Наблюдение за ней открыло мне и кое-что еще. Вскоре после того как мой ум вышел с ней из соприкосновения, она смерила меня долгим, задумчивым взором. Я продолжал чтение, сделав вид, что ее не замечаю. Через некоторое время она утратила ко мне интерес и вернулась к статистике, своим поведением показав однако, что мое умственное «зондирование» не прошло для нее незамеченным. Когда я попытался провести аналогичный эксперимент на мужчинах, те не прореагировали вообще никак. Это, похоже, свидетельствовало о том, что у женщин, особенно сексуально неудовлетворенных, развита аномальная чувствительность на подобного рода вещи.
Хотя этот эпизод произошел позднее. Пока же я только попытался передвинуть окурок сигареты и уяснил для себя, что хотя такое и возможно, но дается весьма и весьма непросто. Это, видимо, объясняется тем, что материя мертва. Подчинить своей воле живой предмет легче, поскольку при этом можно использовать его жизненную силу и не приходится одолевать мертвую инерцию.
В тот же день несколько позднее, в мыслях все так же неотрывно занят своим недавним открытием, я раздобыл немного папиросной бумаги и, мелко ее изорвав, забавлялся, наблюдая, как мелкие клочки вьются над столом эдакой миниатюрной, послушной мне метелицей. Занятие это оказалось утомительным, и мне секунд уже через пятнадцать пришлось его прекратить.

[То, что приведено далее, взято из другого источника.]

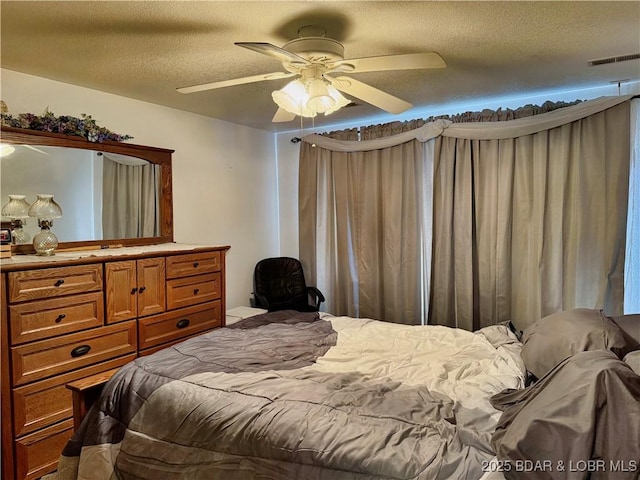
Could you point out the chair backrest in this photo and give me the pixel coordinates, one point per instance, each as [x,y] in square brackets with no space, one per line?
[279,280]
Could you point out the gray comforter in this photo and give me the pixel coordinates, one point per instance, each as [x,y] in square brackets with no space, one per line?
[290,396]
[580,421]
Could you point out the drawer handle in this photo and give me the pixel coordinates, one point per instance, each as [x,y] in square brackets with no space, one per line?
[81,350]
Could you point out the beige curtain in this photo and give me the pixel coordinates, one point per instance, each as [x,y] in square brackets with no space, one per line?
[365,228]
[130,200]
[530,225]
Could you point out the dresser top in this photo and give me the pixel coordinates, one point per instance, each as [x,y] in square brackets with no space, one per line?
[22,262]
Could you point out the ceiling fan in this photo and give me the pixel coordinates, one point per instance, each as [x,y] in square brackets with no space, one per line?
[319,66]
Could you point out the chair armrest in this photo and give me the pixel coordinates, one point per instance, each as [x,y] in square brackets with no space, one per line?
[85,392]
[317,294]
[262,301]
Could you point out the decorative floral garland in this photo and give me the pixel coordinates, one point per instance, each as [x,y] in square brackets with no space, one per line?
[85,126]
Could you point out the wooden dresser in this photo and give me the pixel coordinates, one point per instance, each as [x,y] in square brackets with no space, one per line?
[78,314]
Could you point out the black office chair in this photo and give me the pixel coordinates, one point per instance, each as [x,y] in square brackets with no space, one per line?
[278,284]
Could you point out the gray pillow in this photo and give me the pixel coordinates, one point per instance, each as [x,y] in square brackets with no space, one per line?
[630,324]
[560,335]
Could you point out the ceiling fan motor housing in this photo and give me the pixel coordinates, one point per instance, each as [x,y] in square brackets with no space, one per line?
[316,49]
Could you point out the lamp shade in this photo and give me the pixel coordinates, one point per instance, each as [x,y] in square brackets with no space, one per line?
[45,207]
[16,207]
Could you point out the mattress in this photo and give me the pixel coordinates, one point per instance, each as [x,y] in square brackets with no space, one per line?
[289,395]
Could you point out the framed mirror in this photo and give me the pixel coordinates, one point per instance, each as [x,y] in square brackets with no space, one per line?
[111,193]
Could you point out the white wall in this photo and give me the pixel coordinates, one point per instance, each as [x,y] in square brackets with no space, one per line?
[224,175]
[288,153]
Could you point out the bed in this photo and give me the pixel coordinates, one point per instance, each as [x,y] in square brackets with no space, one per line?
[289,395]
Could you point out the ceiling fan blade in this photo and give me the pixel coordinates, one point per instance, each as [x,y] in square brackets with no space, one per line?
[273,51]
[370,94]
[235,81]
[35,149]
[283,116]
[411,61]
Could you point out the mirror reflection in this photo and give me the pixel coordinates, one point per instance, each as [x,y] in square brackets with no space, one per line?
[103,195]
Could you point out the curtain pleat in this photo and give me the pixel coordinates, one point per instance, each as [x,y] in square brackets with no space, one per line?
[528,226]
[131,200]
[363,233]
[527,217]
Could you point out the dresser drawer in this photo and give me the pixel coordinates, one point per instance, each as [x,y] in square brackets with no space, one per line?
[49,318]
[46,402]
[46,358]
[38,453]
[193,264]
[54,282]
[182,292]
[178,324]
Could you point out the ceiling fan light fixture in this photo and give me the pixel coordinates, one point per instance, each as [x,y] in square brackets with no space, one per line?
[6,149]
[340,100]
[293,98]
[319,99]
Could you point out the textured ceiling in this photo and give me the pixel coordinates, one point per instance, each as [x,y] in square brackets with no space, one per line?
[146,49]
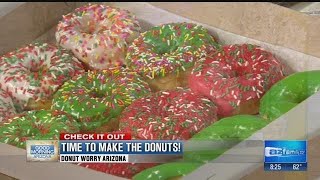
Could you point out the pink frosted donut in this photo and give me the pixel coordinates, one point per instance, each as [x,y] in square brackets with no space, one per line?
[98,34]
[6,106]
[33,73]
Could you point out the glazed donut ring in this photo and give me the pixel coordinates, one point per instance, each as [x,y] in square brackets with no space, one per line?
[236,77]
[98,34]
[165,54]
[30,75]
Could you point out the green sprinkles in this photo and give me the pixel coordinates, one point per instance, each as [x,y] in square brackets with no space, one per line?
[169,48]
[99,96]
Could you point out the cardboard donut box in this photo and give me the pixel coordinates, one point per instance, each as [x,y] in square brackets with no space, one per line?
[292,36]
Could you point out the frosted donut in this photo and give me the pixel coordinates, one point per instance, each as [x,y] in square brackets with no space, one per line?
[36,125]
[98,34]
[96,98]
[7,108]
[31,75]
[170,115]
[165,54]
[236,77]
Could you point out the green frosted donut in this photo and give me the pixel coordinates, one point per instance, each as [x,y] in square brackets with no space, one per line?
[168,48]
[97,97]
[231,130]
[237,127]
[289,92]
[167,171]
[36,125]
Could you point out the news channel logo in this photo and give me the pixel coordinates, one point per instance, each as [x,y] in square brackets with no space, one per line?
[42,150]
[285,151]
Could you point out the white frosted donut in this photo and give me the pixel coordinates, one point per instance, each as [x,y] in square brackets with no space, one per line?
[33,73]
[98,34]
[7,108]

В тот вечер вернулся с Каратепе Райх, и я рассказал ему о своем открытии. Он взволновался едва не больше, чем я сам. Может показаться странным, но сам он аналогичного эксперимента проводить не спешил. Вместо этого он начал его анализировать, строя предположения насчет того, какая польза будет от всего этого грядущим поколениям. Безусловно, последние полвека люди достаточно наслышаны о возможностях «телекинеза». Это явление исследовал в Дюкском университете Райн. Он определил телекинез (или ТК) как «явление, при котором индивидуум оказывает воздействие на определенный предмет, а также его окружение, без привлечения своей собственной моторной системы». Внимание Райна на эту проблему навел один из завсегдатаев игорных домов, обмолвившийся как-то, что многие игроки всерьез полагают, что способны влиять на то, какой плоскостью выпадает игральная кость. Райн провел на этот счет тысячи экспериментов, и вывод у него был тот же, что и у меня: от упражнений в телекинезе мозг через какое-то время начинает уставать. Первый «сеанс» неизменно оказывается гораздо успешнее всех последующих, а чем дольше, тем результаты становятся скуднее.